A selection of responses posted on Nature's website to the News article 'Strikes could “break” Italy's universities' (Nature 466, 16–17; 2010).
Giampaolo Minetti said:
What the Italian ricercatori (researchers), including myself, are threatening is not a strike. Although ricercatori are not obliged to teach, in practice they run a significant proportion of science courses — but why do they do this? According to the rules, a ricercatore is permitted to teach voluntarily and occasionally, although unpaid and in addition to his or her research duties. However, this practice is running out of control, to the point at which more than 30% of teaching is now done by the ricercatori.
To protest against the government's budget cuts and the reform bill, we resolved to stick to the rules and decline any offers to teach. We will continue to do what we are paid for, namely research and associated duties (including giving seminars, tutoring students and participating in examining committees). We are also contributing to proposals for alternative university reforms through a group of organized researchers (the 'Rete29Aprile'). Our strategy is by no means a strike, but a last resort against the new reform bill, which threatens to dismantle the country's public university system.

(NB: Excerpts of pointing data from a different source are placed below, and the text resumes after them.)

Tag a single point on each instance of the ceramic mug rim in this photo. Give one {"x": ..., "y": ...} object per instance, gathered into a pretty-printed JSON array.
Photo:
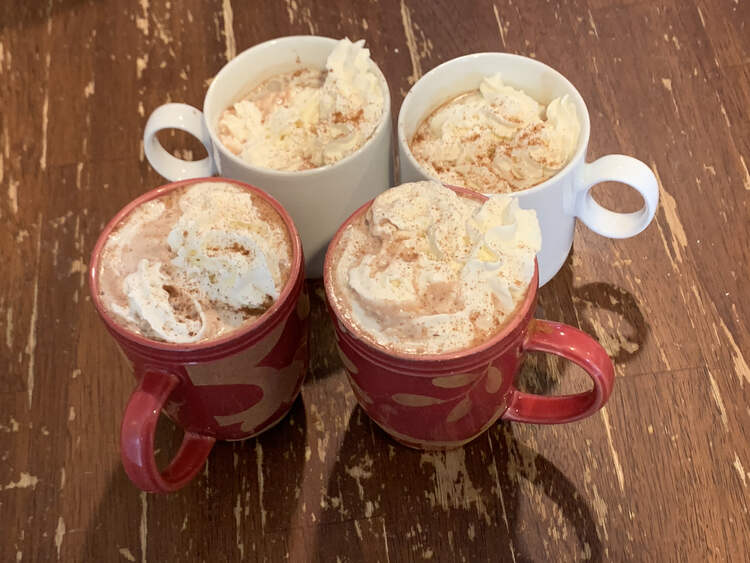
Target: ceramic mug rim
[
  {"x": 447, "y": 67},
  {"x": 230, "y": 67},
  {"x": 258, "y": 327},
  {"x": 520, "y": 318}
]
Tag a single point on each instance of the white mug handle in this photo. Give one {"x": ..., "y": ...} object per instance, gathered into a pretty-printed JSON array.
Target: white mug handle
[
  {"x": 188, "y": 119},
  {"x": 617, "y": 168}
]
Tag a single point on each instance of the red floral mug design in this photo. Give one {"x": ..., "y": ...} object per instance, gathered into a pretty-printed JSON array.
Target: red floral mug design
[
  {"x": 231, "y": 388},
  {"x": 442, "y": 401}
]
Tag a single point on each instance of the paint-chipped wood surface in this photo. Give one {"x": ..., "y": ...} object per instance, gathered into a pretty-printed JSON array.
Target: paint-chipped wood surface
[{"x": 661, "y": 474}]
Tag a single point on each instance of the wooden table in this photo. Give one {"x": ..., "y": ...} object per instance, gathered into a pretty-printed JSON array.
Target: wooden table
[{"x": 661, "y": 474}]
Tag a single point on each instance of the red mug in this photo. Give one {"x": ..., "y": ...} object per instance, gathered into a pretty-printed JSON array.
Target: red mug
[
  {"x": 442, "y": 401},
  {"x": 229, "y": 388}
]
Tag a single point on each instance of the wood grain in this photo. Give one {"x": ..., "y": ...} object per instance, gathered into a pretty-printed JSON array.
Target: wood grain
[{"x": 662, "y": 473}]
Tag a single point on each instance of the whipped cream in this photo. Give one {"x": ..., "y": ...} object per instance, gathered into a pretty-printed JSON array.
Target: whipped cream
[
  {"x": 309, "y": 117},
  {"x": 428, "y": 271},
  {"x": 497, "y": 139},
  {"x": 195, "y": 264}
]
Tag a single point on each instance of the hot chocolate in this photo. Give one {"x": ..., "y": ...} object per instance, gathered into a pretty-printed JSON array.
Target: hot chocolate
[
  {"x": 307, "y": 117},
  {"x": 496, "y": 139},
  {"x": 195, "y": 263},
  {"x": 425, "y": 270}
]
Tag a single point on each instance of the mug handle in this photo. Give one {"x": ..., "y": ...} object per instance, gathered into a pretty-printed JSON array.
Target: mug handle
[
  {"x": 137, "y": 439},
  {"x": 617, "y": 168},
  {"x": 578, "y": 347},
  {"x": 188, "y": 119}
]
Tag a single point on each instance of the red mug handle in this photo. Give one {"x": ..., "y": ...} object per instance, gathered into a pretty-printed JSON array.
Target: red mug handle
[
  {"x": 137, "y": 438},
  {"x": 578, "y": 347}
]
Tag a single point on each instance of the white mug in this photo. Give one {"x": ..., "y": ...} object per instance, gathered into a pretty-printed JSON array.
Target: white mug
[
  {"x": 319, "y": 199},
  {"x": 559, "y": 199}
]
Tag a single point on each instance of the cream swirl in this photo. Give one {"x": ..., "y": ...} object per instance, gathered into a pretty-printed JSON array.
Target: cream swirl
[
  {"x": 428, "y": 271},
  {"x": 308, "y": 117},
  {"x": 497, "y": 139},
  {"x": 221, "y": 255}
]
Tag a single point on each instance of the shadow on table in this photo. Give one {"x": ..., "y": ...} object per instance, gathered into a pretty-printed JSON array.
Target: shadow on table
[
  {"x": 585, "y": 307},
  {"x": 476, "y": 503},
  {"x": 324, "y": 358},
  {"x": 245, "y": 487}
]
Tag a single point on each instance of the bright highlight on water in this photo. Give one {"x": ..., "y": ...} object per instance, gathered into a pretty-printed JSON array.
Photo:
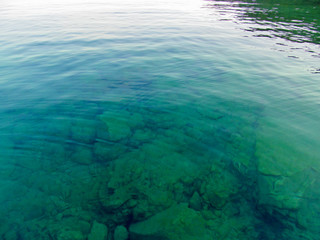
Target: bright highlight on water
[{"x": 166, "y": 120}]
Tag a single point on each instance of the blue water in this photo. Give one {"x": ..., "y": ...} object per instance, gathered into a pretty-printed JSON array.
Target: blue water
[{"x": 136, "y": 119}]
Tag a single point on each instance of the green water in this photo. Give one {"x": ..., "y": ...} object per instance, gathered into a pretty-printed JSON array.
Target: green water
[{"x": 166, "y": 120}]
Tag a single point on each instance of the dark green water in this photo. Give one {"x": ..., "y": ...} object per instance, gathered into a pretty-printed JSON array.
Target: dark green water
[{"x": 166, "y": 120}]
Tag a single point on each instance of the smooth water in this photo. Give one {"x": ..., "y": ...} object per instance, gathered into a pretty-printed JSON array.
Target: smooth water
[{"x": 180, "y": 120}]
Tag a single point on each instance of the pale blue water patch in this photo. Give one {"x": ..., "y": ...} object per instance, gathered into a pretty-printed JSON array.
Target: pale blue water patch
[{"x": 128, "y": 115}]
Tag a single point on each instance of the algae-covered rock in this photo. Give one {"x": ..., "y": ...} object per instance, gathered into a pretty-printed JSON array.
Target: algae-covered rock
[
  {"x": 120, "y": 233},
  {"x": 98, "y": 231},
  {"x": 104, "y": 151},
  {"x": 83, "y": 131},
  {"x": 219, "y": 188},
  {"x": 117, "y": 125},
  {"x": 70, "y": 235},
  {"x": 195, "y": 202},
  {"x": 175, "y": 223},
  {"x": 82, "y": 155}
]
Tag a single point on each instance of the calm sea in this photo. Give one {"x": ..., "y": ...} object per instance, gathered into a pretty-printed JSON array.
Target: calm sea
[{"x": 167, "y": 120}]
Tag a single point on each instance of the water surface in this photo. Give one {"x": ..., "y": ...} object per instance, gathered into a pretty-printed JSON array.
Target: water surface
[{"x": 138, "y": 119}]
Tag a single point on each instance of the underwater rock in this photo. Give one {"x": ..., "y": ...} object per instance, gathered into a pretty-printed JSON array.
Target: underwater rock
[
  {"x": 83, "y": 131},
  {"x": 195, "y": 202},
  {"x": 175, "y": 223},
  {"x": 219, "y": 188},
  {"x": 82, "y": 155},
  {"x": 70, "y": 235},
  {"x": 98, "y": 231},
  {"x": 104, "y": 152},
  {"x": 120, "y": 233},
  {"x": 118, "y": 127}
]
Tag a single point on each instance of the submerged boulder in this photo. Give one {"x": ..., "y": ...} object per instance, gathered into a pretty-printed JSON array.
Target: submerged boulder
[
  {"x": 121, "y": 233},
  {"x": 98, "y": 231},
  {"x": 175, "y": 223}
]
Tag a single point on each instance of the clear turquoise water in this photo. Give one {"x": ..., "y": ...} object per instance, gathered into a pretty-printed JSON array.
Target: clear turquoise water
[{"x": 172, "y": 119}]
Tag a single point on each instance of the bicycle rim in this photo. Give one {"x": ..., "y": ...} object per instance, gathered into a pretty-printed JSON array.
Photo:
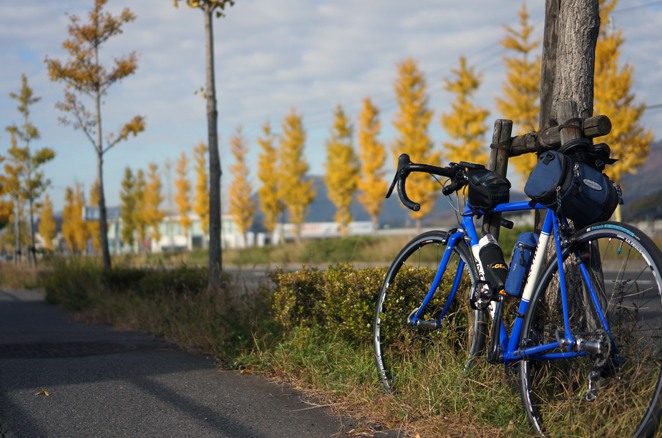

Patrizio Dimitri and Patrizia Lavia said:
The list of measures about to be approved by Italy's government includes indiscriminate heavy cuts to public universities and public research. Those cuts will come after years of decline in research funding and will be made in the absence of any serious, internationally recognized system of evaluation of research and teaching quality.
The Italian research and university system undoubtedly needs a cure, but the remedy should not kill the patient. There should be a rigorous, strict and transparent evaluation system to cut unproductive areas and hit the existing areas of laziness and nepotism head-on. Without such a merit-based approach, indiscriminate cuts by Silvio Berlusconi's government will penalize the active and vital components of Italy's universities and research centres, whose scientists desperately strive to keep doing research and producing results.
Michael Shore said:
In this complex situation, there are no heroes, just villains. Italy's continuous drastic budget cuts threaten to destroy its public university teaching and research. But before pointing fingers, the Italian university system should point a few thumbs — at itself. It is an institution plagued by phenomenal inbreeding (how many faculty members have a cradle-to-grave career, from undergraduate to retirement, in the same university?), little or no meritocracy (how convenient to get automatic raises every two years, regardless of productivity) and no real desire for improvement (rhetoric aside, most counter-proposals aim only to preserve the status quo).